An Open (Thank You) Letter To Gord Downie

Either it will move you or it will move right through you.
That's what my dad used to tell me all the time when I was a kid.
His nod to the oceanic and the microscopic.
The beauty of breath.
The music of words.
The indifference of color and light over the arc of the day and the careless erasing of stars the new sun would bring.

His sentiment, not mine.

Ornate, pretentious, opaque, maybe.
Also, yes.
He, like you, saw the invisible.

And then you added this addendum: fully, completely, such that the sentiment now read: either it will move you or it will move right through you, fully, completely.

And fully, completely is how I found you.
Pieces of lightning shot through a hospice-ready speaker into my skull during the frozen closing act of my twenty-second year.
An aching dispatch from a philosopher-poet shot across the hundredth meridian.
One that would burn in the middle of my chest through the darkest hours of my life.
You became an unknowing, unwitting hitchhiker.
A clumsy beacon always unaware of your muscle.

You were there the night my doctor told me I would be dead in three months and you were there a few days later when I became a father for the first and only time.

You were there the night I told my father I was dying and you were there one week later the night he told me cancer had found him too.

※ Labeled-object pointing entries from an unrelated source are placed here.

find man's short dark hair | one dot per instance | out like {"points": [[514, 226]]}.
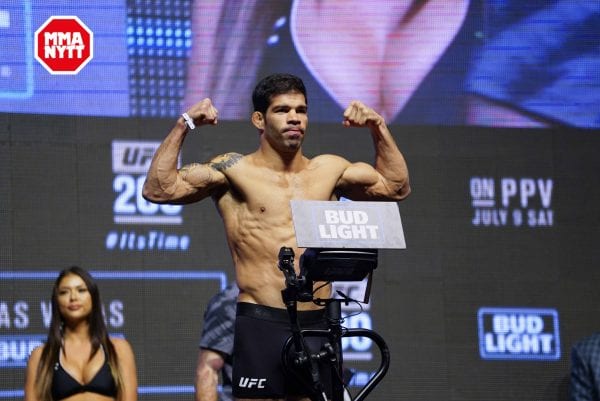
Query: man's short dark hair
{"points": [[272, 85]]}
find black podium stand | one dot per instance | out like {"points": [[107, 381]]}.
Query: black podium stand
{"points": [[325, 265]]}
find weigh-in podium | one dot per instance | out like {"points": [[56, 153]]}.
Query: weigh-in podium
{"points": [[342, 241]]}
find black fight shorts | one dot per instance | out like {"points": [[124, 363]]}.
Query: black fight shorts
{"points": [[260, 335]]}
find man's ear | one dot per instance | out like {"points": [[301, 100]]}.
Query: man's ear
{"points": [[258, 120]]}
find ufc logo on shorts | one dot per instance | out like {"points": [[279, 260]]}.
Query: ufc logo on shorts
{"points": [[249, 382]]}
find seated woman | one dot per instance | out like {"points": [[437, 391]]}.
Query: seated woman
{"points": [[79, 361]]}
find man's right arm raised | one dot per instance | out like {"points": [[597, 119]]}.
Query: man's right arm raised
{"points": [[165, 183]]}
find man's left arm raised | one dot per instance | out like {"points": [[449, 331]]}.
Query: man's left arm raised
{"points": [[388, 178]]}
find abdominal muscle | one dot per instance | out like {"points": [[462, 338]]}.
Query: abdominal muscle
{"points": [[255, 240]]}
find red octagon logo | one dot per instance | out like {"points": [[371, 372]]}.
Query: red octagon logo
{"points": [[63, 45]]}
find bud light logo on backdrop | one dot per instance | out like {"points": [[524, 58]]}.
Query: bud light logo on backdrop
{"points": [[519, 334]]}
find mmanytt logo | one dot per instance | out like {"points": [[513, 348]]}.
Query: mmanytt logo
{"points": [[509, 201], [519, 333], [252, 382]]}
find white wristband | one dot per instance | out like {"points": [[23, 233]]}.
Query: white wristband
{"points": [[188, 121]]}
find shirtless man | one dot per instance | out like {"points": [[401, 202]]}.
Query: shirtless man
{"points": [[252, 194]]}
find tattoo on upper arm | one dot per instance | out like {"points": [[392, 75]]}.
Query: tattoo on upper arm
{"points": [[225, 161]]}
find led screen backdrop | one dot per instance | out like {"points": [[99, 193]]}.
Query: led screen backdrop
{"points": [[499, 276], [454, 62]]}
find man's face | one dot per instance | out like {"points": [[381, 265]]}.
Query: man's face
{"points": [[286, 121]]}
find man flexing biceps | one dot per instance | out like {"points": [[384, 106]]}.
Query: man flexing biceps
{"points": [[252, 193]]}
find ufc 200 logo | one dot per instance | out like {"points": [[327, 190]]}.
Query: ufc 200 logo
{"points": [[130, 162], [252, 382]]}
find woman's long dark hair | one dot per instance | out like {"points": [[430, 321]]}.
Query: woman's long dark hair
{"points": [[97, 331]]}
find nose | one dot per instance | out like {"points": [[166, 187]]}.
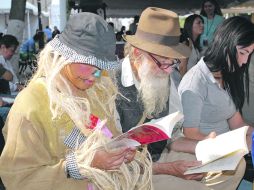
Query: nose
{"points": [[168, 70]]}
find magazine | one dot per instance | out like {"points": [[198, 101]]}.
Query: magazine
{"points": [[223, 152], [150, 132]]}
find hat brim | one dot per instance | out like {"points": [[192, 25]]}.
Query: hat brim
{"points": [[72, 56], [179, 51]]}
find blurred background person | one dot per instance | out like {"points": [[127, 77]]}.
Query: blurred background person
{"points": [[212, 15], [193, 28]]}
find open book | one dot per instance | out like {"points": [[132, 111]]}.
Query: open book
{"points": [[221, 153], [154, 131]]}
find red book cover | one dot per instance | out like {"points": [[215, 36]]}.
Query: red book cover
{"points": [[157, 130]]}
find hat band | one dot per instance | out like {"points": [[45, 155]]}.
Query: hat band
{"points": [[157, 38]]}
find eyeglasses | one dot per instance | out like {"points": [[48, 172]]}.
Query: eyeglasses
{"points": [[175, 63], [97, 74]]}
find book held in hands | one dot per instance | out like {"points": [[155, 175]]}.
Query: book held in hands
{"points": [[154, 131], [223, 152]]}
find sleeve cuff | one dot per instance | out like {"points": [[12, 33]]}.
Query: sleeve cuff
{"points": [[71, 167]]}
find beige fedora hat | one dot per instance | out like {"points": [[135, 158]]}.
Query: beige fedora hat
{"points": [[158, 32]]}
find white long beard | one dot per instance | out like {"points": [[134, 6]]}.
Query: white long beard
{"points": [[154, 89]]}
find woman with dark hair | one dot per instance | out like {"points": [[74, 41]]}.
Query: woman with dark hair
{"points": [[212, 15], [193, 28], [8, 46], [212, 92]]}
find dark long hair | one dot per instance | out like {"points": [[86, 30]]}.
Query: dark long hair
{"points": [[187, 30], [221, 55], [217, 10], [9, 41]]}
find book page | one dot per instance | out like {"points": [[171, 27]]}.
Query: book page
{"points": [[212, 149], [228, 162], [150, 132]]}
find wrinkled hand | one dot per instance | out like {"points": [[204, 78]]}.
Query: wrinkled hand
{"points": [[112, 160], [211, 135], [180, 166]]}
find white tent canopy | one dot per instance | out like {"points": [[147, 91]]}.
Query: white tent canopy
{"points": [[5, 7], [31, 18]]}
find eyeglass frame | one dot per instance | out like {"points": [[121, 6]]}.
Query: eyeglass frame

You were there when the two of us sat side by side on his bed in our time-lapse race to the grave and you were there the night he won that race.

You were there the sun-broken day I lowered him into the earth and you were there an hour later when I made the proclamation that would become my daily mantra: while I am dying, I will be totally fucking alive.

You were there when the poison hit my veins and my blood was set on fire and you were pressed against my ears the night I tried to end my life, end the pain that poison put me through.

You were there through broken loves and lost jobs and dying friends and you were there as I typed out the last page of my book, a blind missive into the void I hoped would comfort those like me, like us now, who faced this untuckable sky.

You were there for every birthday I wasn't supposed to see and you were there as I watched my heart grow from 19 inches to over 6 feet tall.

You are there when I hug him every morning and you will be there when I fly him to witness the elaborate hoax you will have once called your final performance.

You see, you're not going anywhere, Gord.
You're going to dance to the precipice and you're going to find us, the millions who've been rescued by the music of your words.
And then you will swandive headfirst into that night sky and watch it shatter into a million days.
And we will be here to share them with you.
Fuck cancer.
We will help you lift enormous things.